Sin embargo, aún cuando hace mucho que no utilizamos discos floppy, los vemos todos los días y los seguimos usando para almacenar nuestros contenidos. Y es que gracias al paradigma metafórico de las interfaces gráficas digitales, el floppy sigue vivo y entre nosotros, en la forma del ícono de “salvar”.

El floppy en su versión icónica, es usado sin problema alguno en computadoras, tabletas y móviles, como botón para activar el guardado de todo tipo de contenidos, incluso por aquellos que nunca han tenido una de estas “reliquias” en sus manos.

Aun así, es muy probable que el ícono del floppy tenga sus días contados. La razón no será el carácter decimonónico del ícono, ni la falta de reconocimiento entre los nuevos usuarios; tampoco lo será la introducción de un nuevo ícono para la función de “salvar”, por uno más relevante o “lógico” para los usuarios actuales. No, la responsable de la desaparición final del floppy será la “usabilidad”.

Una de las prácticas más importantes en el diseño de interfaces es la llamada “usabilidad”. El término es un anglicismo de la palabra usability, que significa en pocas palabras “hacer un sistema lo más sencillo, fácil y agradable de usar”. Las mejores prácticas de usabilidad recomiendan el aprovechamiento de conocimiento previamente adquirido para facilitar el aprendizaje por asociación de las funciones de un sistema digital. Es por esto que la selección del ícono del floppy para representar la función de “salvar” contenidos fue, en un inicio, un gran acierto. 
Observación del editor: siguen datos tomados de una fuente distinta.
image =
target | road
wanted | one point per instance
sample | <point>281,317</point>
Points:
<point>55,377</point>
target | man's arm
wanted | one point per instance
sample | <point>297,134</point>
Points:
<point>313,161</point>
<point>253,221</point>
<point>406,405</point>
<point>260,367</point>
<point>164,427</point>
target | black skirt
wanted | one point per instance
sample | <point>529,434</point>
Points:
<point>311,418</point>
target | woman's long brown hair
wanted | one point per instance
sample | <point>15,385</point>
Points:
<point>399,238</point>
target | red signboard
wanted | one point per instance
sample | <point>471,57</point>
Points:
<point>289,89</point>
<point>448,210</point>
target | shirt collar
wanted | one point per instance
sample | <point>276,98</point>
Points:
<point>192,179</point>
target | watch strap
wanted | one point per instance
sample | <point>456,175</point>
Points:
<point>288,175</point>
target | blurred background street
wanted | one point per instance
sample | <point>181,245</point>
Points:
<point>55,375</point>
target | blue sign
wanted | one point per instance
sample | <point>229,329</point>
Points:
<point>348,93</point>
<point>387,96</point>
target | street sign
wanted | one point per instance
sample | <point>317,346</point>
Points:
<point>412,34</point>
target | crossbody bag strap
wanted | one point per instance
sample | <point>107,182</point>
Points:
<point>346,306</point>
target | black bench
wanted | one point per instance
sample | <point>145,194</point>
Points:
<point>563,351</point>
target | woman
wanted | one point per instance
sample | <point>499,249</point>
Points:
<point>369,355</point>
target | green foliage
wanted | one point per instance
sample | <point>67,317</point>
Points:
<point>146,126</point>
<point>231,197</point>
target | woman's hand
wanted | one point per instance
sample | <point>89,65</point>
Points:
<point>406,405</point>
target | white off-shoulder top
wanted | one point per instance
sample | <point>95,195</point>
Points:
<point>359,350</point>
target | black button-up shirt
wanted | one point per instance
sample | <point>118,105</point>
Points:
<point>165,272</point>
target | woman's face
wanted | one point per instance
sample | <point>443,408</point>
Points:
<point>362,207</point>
Sin embargo, una de las reglas máximas de usabilidad moderna nos dice ahora que un sistema “habrá de preservar a toda costa la generación e integridad de los datos, acciones o entradas producidas por el usuario”. En la actualidad, son ya muchas las interfaces en aplicaciones digitales que, sin requerir acción alguna, se encargan de monitorear y resguardar todas y cada una de las acciones realizadas por el usuario. Desde notas y correos electrónicos, hasta documentos completos, son protegidos de manera inteligente por aplicaciones que click a click y tecla a tecla, registran y aseguran la información. Al continuar esta tendencia, se automatizará la función de “salvar” y por consiguiente se eliminará para siempre la necesidad de un botón y su correspondiente ícono.